A la demande de M. Robert Gaïa, Président, le Ministre de la Défense a ensuite présenté les principaux mouvements de crédits résultant, pour le budget militaire, du projet de loi de finances rectificative.

S'agissant des annulations de crédits, il a précisé que leur total net était de 1,8 milliard de francs, ce qui constituait le montant le plus faible de la législature.

Il a ensuite fait observer que la mesure la plus importante était l'inscription de 23,7 milliards de francs d'autorisations de programme destinés à l'avion militaire de transport A 400 M. Il a précisé que ce montant permettait de disposer d'une dotation globale de 43,7 milliards de francs, suffisante pour passer une commande de 50 appareils.

Il a ajouté que, sur les neuf pays concernés, sept d'entre eux étaient prêts à s'engager dans la réalisation du programme. Précisant que la signature de l'Italie ne paraissait pas acquise, il a souligné qu'elle n'était pas déterminante puisque ce pays n'envisageait qu'un achat de 16 appareils. Il a, en revanche, souligné la volonté politique affirmée par l'Allemagne de passer une commande de 73 appareils, qui garantissait la viabilité du programme.
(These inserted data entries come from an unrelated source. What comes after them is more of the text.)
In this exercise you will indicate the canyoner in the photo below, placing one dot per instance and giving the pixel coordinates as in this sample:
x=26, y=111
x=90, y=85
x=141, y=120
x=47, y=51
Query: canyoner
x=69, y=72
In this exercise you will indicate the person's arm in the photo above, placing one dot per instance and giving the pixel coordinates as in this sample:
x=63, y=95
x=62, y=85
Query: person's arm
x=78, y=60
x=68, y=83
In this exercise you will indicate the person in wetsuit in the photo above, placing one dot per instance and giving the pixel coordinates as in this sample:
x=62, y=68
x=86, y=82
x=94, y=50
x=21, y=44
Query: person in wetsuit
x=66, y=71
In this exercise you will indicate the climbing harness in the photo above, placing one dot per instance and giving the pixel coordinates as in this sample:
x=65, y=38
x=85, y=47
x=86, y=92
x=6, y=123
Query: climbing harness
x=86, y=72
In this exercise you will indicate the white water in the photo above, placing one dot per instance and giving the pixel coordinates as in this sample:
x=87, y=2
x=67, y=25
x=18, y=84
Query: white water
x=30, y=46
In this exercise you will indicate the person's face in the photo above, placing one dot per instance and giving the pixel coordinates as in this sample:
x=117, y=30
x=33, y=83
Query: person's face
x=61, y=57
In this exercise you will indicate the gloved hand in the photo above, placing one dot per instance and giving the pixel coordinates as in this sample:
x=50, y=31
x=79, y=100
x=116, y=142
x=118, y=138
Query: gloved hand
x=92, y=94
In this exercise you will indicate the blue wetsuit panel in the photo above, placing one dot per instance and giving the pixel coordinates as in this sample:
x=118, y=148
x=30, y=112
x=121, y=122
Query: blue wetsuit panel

Il a ajouté qu'il importait que cette volonté se concrétise sans retard eu égard au risque qu'un allongement des délais ferait courir au programme.

M. Pierre Lellouche a vivement regretté les annulations de crédits d'équipement qui résultaient du projet de loi, estimant qu'elles aggraveraient des lacunes capacitaires criantes, d'ailleurs évoquées par les chefs d'état-major à l'occasion de l'examen du projet de loi de finances pour 2002. Il a ajouté que l'insuffisance des crédits d'équipement ne touchait pas seulement les programmes en cours mais qu'elle empêchait aussi de répondre aux besoins apparus après le 11 septembre en matière de défense du territoire qu'il s'agisse, par exemple, des réserves ou de la protection contre d'éventuelles attaques biologiques. Il a ensuite exprimé ses préoccupations devant l'attitude de l'Allemagne à l'égard du programme A 400 M, en soulignant les réticences exprimées par plusieurs responsables politiques extérieurs à la Commission de la Défense du Bundestag.